The goal of insectcleanr is to provide functions for building cleaned data tables of insect data. This code package was developed for internal use by a SESYNC pursuit team by SESYNC data science staff.
This package has been published on Zenodo. It should be cited with the DOI as:
Rachael E. Blake, & Rebecca Turner. (2021, February 22). reblake/insectcleanr: Initial release (Version 0.1). Zenodo. http://doi.org/10.5281/zenodo.4555787
You can install the latest version of insectcleanr from GitHub with:
# install.packages("devtools")
devtools::install_github("reblake/insectcleanr")
Example data in this package is courtesy of Morimoto, N., Kiritani, K., Yamamura, K., & Yamanaka, T. (2019). Finding indications of lag time, saturation and trading inflow in the emergence record of exotic agricultural insect pests in Japan. Applied Entomology and Zoology, 54(4), 437-450. DOI:10.1007/s13355-019-00640-2
This is a basic example which shows you how to get accepted taxonomic information for insect taxa from GBIF.
library(insectcleanr)
# list the path(s) to your raw data files
# your path will look different than this; this path loads the example data included in this package
file_list <- system.file("extdata", "Japan_taxa.xlsx", package = "insectcleanr", mustWork = TRUE)
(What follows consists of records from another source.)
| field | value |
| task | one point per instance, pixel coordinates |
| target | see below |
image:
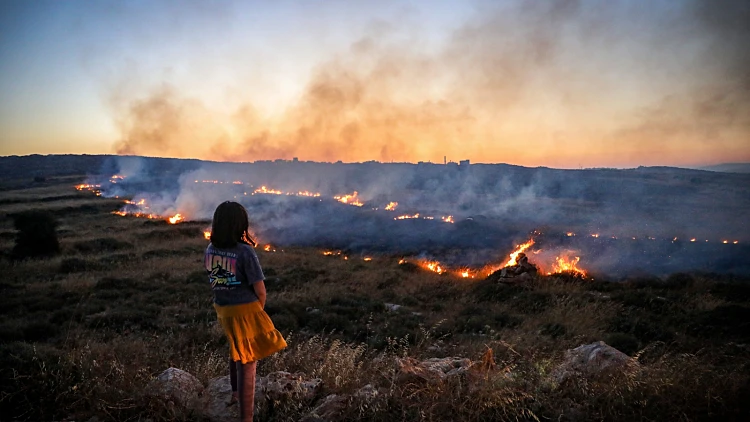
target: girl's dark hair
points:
(230, 226)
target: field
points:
(82, 333)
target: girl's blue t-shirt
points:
(232, 272)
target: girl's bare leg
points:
(233, 379)
(246, 384)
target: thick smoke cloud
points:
(624, 221)
(587, 81)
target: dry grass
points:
(82, 333)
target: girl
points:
(239, 299)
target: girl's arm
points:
(260, 291)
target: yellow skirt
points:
(250, 331)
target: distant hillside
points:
(729, 168)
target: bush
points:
(487, 291)
(37, 235)
(626, 343)
(102, 244)
(74, 265)
(553, 330)
(531, 302)
(732, 321)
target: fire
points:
(92, 188)
(433, 266)
(567, 265)
(405, 217)
(265, 190)
(307, 193)
(175, 218)
(520, 248)
(349, 199)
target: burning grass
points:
(83, 333)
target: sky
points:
(557, 83)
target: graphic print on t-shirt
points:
(221, 267)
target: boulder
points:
(594, 360)
(177, 386)
(432, 370)
(216, 396)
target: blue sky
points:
(558, 83)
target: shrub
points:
(495, 292)
(553, 329)
(37, 236)
(74, 265)
(531, 302)
(626, 343)
(101, 244)
(731, 321)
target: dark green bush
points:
(74, 265)
(37, 235)
(552, 329)
(729, 321)
(624, 342)
(641, 325)
(732, 291)
(495, 292)
(531, 301)
(102, 244)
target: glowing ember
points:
(175, 218)
(349, 199)
(514, 255)
(91, 188)
(406, 217)
(567, 265)
(433, 266)
(306, 193)
(264, 190)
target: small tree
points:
(36, 235)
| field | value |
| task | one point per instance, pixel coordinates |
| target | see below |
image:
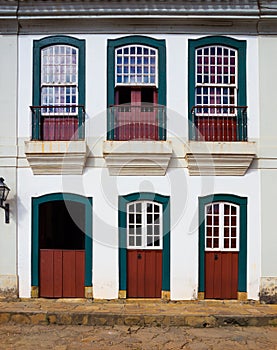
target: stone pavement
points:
(58, 337)
(136, 313)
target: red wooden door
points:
(221, 278)
(62, 273)
(144, 276)
(216, 128)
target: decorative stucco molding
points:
(219, 158)
(56, 157)
(137, 157)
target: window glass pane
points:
(138, 241)
(59, 68)
(219, 65)
(131, 240)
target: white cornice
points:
(121, 16)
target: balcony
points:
(58, 123)
(141, 122)
(218, 143)
(57, 145)
(136, 140)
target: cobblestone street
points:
(124, 337)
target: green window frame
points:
(36, 201)
(241, 202)
(240, 47)
(38, 45)
(113, 44)
(123, 201)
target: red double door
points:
(61, 249)
(221, 275)
(144, 276)
(62, 273)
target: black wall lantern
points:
(4, 191)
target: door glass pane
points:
(221, 228)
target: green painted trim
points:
(37, 47)
(143, 40)
(87, 201)
(240, 46)
(122, 219)
(242, 203)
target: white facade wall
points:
(184, 190)
(268, 163)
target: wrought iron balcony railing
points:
(144, 122)
(218, 123)
(58, 123)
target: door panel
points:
(221, 275)
(62, 273)
(216, 128)
(144, 273)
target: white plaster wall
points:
(96, 83)
(8, 149)
(268, 152)
(8, 88)
(95, 182)
(183, 191)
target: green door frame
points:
(242, 203)
(36, 202)
(122, 219)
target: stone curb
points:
(112, 319)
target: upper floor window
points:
(58, 96)
(136, 89)
(59, 84)
(217, 91)
(144, 225)
(136, 65)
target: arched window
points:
(216, 80)
(144, 225)
(59, 79)
(217, 89)
(136, 89)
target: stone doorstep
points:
(129, 319)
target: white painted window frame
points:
(136, 82)
(221, 227)
(144, 226)
(222, 85)
(65, 68)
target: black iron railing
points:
(60, 122)
(136, 122)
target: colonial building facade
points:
(138, 141)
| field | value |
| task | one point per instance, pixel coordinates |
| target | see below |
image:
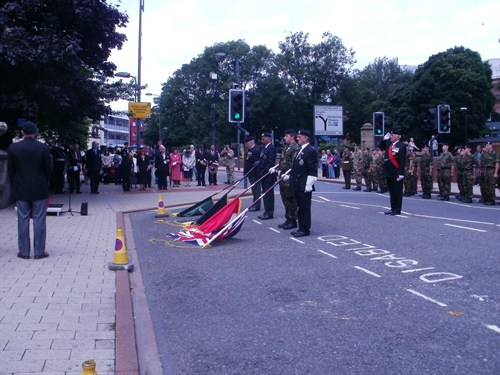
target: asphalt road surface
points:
(365, 293)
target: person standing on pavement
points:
(426, 172)
(252, 171)
(445, 172)
(347, 167)
(267, 161)
(227, 160)
(394, 169)
(286, 192)
(30, 168)
(303, 175)
(93, 161)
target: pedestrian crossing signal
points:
(378, 123)
(444, 118)
(236, 105)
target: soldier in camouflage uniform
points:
(382, 182)
(227, 160)
(287, 193)
(426, 172)
(367, 169)
(445, 166)
(357, 160)
(489, 174)
(468, 165)
(459, 158)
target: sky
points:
(176, 31)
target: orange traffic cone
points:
(161, 208)
(89, 367)
(120, 261)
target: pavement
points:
(57, 312)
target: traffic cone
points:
(120, 261)
(89, 367)
(161, 208)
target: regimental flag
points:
(212, 211)
(199, 208)
(225, 223)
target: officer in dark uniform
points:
(394, 169)
(303, 175)
(252, 160)
(267, 161)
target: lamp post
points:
(160, 140)
(463, 110)
(237, 74)
(213, 77)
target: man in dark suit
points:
(30, 168)
(394, 169)
(267, 161)
(251, 168)
(93, 161)
(303, 175)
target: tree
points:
(54, 62)
(460, 78)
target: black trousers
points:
(304, 213)
(396, 192)
(269, 196)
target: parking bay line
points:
(468, 228)
(426, 298)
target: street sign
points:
(139, 110)
(328, 120)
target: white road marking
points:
(344, 205)
(426, 298)
(367, 271)
(468, 228)
(417, 269)
(493, 327)
(328, 254)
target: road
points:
(366, 293)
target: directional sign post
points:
(328, 120)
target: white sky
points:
(176, 31)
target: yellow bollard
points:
(120, 261)
(161, 207)
(89, 367)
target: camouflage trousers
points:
(289, 201)
(466, 183)
(487, 183)
(358, 176)
(444, 181)
(230, 173)
(426, 182)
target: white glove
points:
(309, 183)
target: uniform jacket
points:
(304, 164)
(30, 168)
(398, 150)
(253, 156)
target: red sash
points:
(392, 158)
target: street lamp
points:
(159, 116)
(213, 77)
(463, 110)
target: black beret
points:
(304, 132)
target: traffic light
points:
(236, 105)
(430, 121)
(444, 118)
(378, 123)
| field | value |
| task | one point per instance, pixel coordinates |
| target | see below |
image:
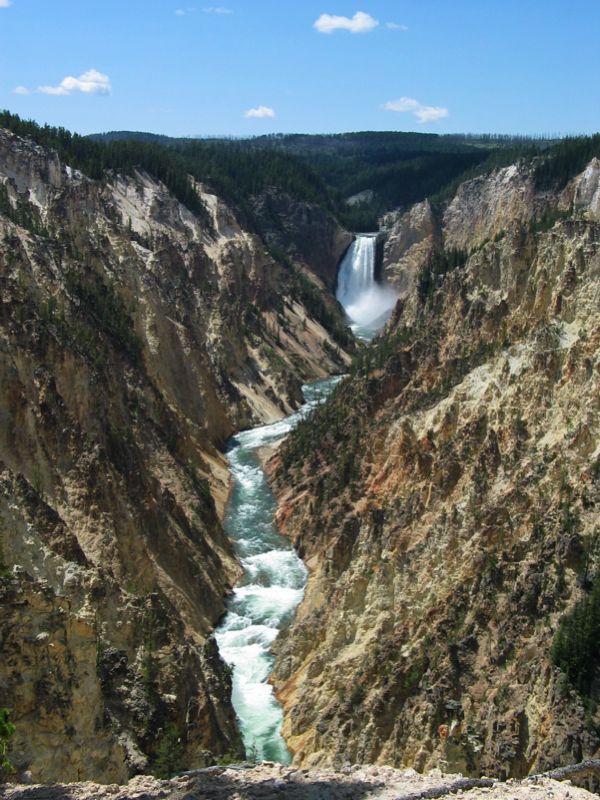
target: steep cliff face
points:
(446, 500)
(304, 232)
(135, 338)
# read in raw data and separate out taxonomic information
taxa_list <- lapply(file_list, separate_taxonomy) %>%
purrr::reduce(full_join) %>% # join list of dataframes into one dataframe
distinct(genus_species) %>% # get unique taxa names
arrange(genus_species) %>% # alphabetical order by taxa name
select(genus_species) %>% # select only the column with taxa names
unlist(., use.names = FALSE) # make taxa names into a vector
# get accepted taxonomic information from GBIF
taxa_accepted <- lapply(taxa_list, get_accepted_taxonomy)
A full workflow for making a taxonomy table and other tables is available in the vignettes.